Na Câmara, são necessárias 171 assinaturas para a instalação da CPI. O deputado Protógenes Queiroz (PC do B-SP) já havia iniciado a coleta para uma CPI na Câmara, mas como a comissão será mista, há a necessidade de que todas as assinaturas sejam colhidas novamente nas duas Casas.

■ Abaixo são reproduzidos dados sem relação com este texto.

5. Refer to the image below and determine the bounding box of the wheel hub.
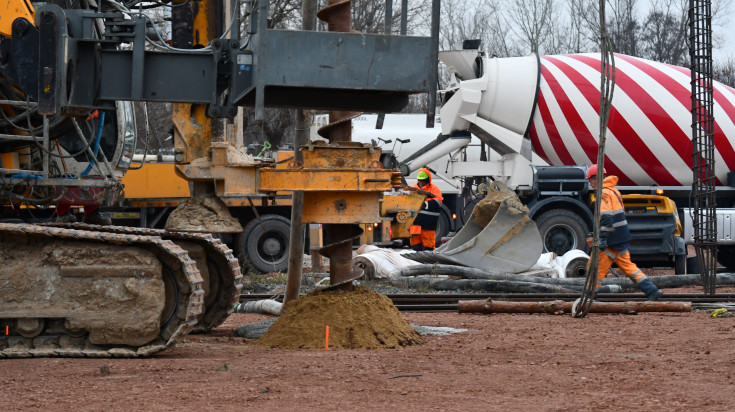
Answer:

O senador Demóstenes Torres (GO) e os deputados Sandes Júnior (PP-GO), Carlos Alberto Leréia (PSDB-GO), Stepan Nercessian (PPS-RJ), Rubens Otoni (PT-GO) e Jovair Arantes (PTB-GO) foram citados em relatório da Operação Monte Carlo, deflagrada pela Polícia Federal em fevereiro e que prendeu Cachoeira.

Lula Marques - 6.mar.2012/Folhapress
Em discurso na tribuna do Senado, Demóstenes Torres negou ter concedido favores a Carlinhos Cachoeira
Em discurso na tribuna do Senado, Demóstenes Torres negou ter concedido favores a Carlinhos Cachoeira

GRAVIDADE

Paralelamente à CPI, o Conselho de Ética do Senado decidiu hoje abrir investigação contra o senador Demóstenes Torres (sem partido-GO). O presidente do conselho, senador Antônio Carlos Valadares (PSB-SE), disse ser muito difícil Demóstenes escapar da cassação do seu mandato.

"O clima aqui no Senado, que antes era de torcida para que não fossem verdadeiras as acusações, hoje é de inteira decepção e frieza com o nome do Demóstenes Torres. Não há possibilidade, não há mais como escapar de um processo de cassação", afirmou.

Demóstenes deve ser notificado hoje da abertura do processo. A partir da notificação, ele tem dez dias para apresentar defesa --que pode ser enviada por escrito ao Conselho de Ética, ou feita pessoalmente pelo senador.

Na quinta-feira, o conselho volta a se reunir para sortear o relator do caso Demóstenes. Caberá ao relator recomendar, em seu voto, se o senador deve perder o mandato.

ENTENDA

Escutas telefônicas da Polícia Federal revelaram que Demóstenes atuava no Congresso em favor de Carlinhos Cachoeira, que está preso sob acusação de exploração de jogos ilegais.

O procurador-geral da República, Roberto Gurgel, pediu ao STF (Supremo Tribunal Federal) a abertura de inquérito para investigar o caso. Ele entende que existem indícios de uma ligação criminosa entre o parlamentar e o contraventor.

Sem apoio político do seu partido, o DEM, que ameaçava expulsá-lo, Demóstenes pediu sua desfiliação da sigla na semana passada.